2010 Spring Exhibitions and Projects: Group 2
CCS Bard Galleries
Beginning in February, the Center for Curatorial Studies at Bard College presents a series of 12 exhibitions and projects, curated by 14 second-year students, and including work by more than 40 leading and emerging contemporary artists at the CCS Bard Galleries and Library. Presented in two groups, these projects focus on diverse concepts and themes and represent an international body of artists working in a variety of mediums. These exhibitions are the culmination of the students’ work for the master’s degree.
Artist Heidrun Holzfeind, designer and artist Damon Rich, and writer Niko Vicario consider the legacy of modernist architecture, urban redevelopment, and self-determination in Newark, New Jersey, in an exhibition of new cross-disciplinary works produced on and around the 58-acre urban renewal site of Mies van der Rohe’s Colonnade and Pavilion Apartments.
The beginning: 18 installation shots, a press release, a gallery leaflet. These remainders of Making History, a 1999 CCS Bard thesis exhibition, are the backbone of Andrea van der Straeten’s unusual inquiry into a past show’s propositions. Her 2010 tweaked reinterpretation emerges out of conversations and collaborative research with the curator, who was eager to know and use what came before.

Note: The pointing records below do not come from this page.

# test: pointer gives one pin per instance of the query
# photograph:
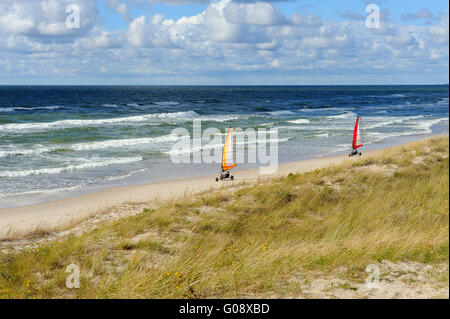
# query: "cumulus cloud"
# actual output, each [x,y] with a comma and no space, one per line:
[44,18]
[120,7]
[422,14]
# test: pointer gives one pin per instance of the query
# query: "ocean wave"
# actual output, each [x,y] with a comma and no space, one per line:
[299,121]
[343,116]
[47,191]
[88,146]
[63,124]
[88,163]
[166,103]
[218,146]
[22,108]
[280,113]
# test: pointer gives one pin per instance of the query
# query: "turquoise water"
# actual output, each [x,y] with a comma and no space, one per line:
[59,140]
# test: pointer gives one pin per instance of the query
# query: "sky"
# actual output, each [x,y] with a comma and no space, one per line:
[223,42]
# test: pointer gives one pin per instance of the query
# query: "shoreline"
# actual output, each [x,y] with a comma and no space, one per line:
[53,214]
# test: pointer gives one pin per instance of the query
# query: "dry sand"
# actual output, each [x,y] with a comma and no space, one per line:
[15,222]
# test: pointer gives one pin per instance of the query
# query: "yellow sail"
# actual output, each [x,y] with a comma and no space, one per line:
[229,151]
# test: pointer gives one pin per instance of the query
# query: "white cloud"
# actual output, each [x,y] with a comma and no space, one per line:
[45,17]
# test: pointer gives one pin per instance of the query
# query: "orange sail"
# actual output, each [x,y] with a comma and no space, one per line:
[357,134]
[229,151]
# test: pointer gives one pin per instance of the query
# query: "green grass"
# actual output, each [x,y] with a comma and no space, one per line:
[391,206]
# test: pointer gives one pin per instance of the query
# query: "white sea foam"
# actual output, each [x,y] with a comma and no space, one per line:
[41,192]
[63,124]
[299,121]
[342,116]
[88,163]
[89,146]
[278,113]
[166,103]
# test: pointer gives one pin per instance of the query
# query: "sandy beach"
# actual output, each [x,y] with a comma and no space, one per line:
[63,213]
[54,214]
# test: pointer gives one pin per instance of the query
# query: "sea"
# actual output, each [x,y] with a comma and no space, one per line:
[60,141]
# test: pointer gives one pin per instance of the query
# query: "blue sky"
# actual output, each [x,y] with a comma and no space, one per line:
[223,42]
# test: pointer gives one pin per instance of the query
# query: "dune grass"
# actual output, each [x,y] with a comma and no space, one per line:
[254,240]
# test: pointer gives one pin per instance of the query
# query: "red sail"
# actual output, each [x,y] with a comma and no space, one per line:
[357,134]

How to Begin? Envisioning the Impact of Guggenheim Abu Dhabi presents a collection of essays by artists, curators, and writers.

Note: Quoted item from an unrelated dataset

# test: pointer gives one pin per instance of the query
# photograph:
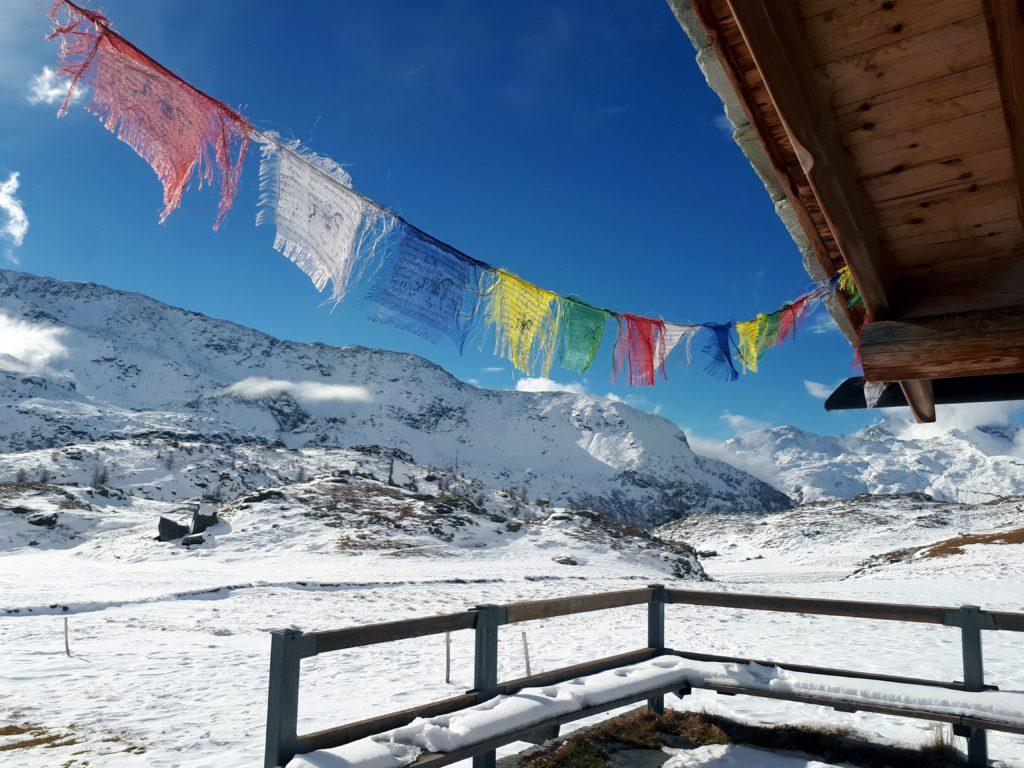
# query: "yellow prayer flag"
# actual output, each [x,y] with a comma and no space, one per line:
[525,320]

Second Coming is a collaboration that explores notions of absence, the phantasmagoric, and postcolonial subjectivities.
In Requires extra budget for lettuce, emerging conceptual artist Jacob Stewart-Halevy responds to Giovanni Anselmo’s early work in general and to the sculpture Untitled 1968 (Eating Structure), part of CCS Bard’s permanent collection, in particular.

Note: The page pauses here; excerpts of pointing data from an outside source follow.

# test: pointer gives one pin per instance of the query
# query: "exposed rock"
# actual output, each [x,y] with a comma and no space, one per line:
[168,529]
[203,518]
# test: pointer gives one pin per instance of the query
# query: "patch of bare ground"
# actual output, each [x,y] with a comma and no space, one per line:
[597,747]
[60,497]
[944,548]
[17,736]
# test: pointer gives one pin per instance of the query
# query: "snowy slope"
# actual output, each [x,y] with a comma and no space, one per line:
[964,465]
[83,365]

In October 2009 photographer Vandy Rattana traveled to those Cambodian provinces most severely bombed by the U.S military during the Vietnam War. The goal of this journey was to reopen dialogue with local villagers on this traumatic history and to document the scarred landscape as it exists today.
Marie Lorenz and Diana Stevenson will embark on a journey up the Hudson River in a small, homemade boat. Setting off in early April from an undisclosed location on the Bard College Campus, they will navigate the tides and currents of the Hudson as they travel upriver toward Troy, for however long it takes.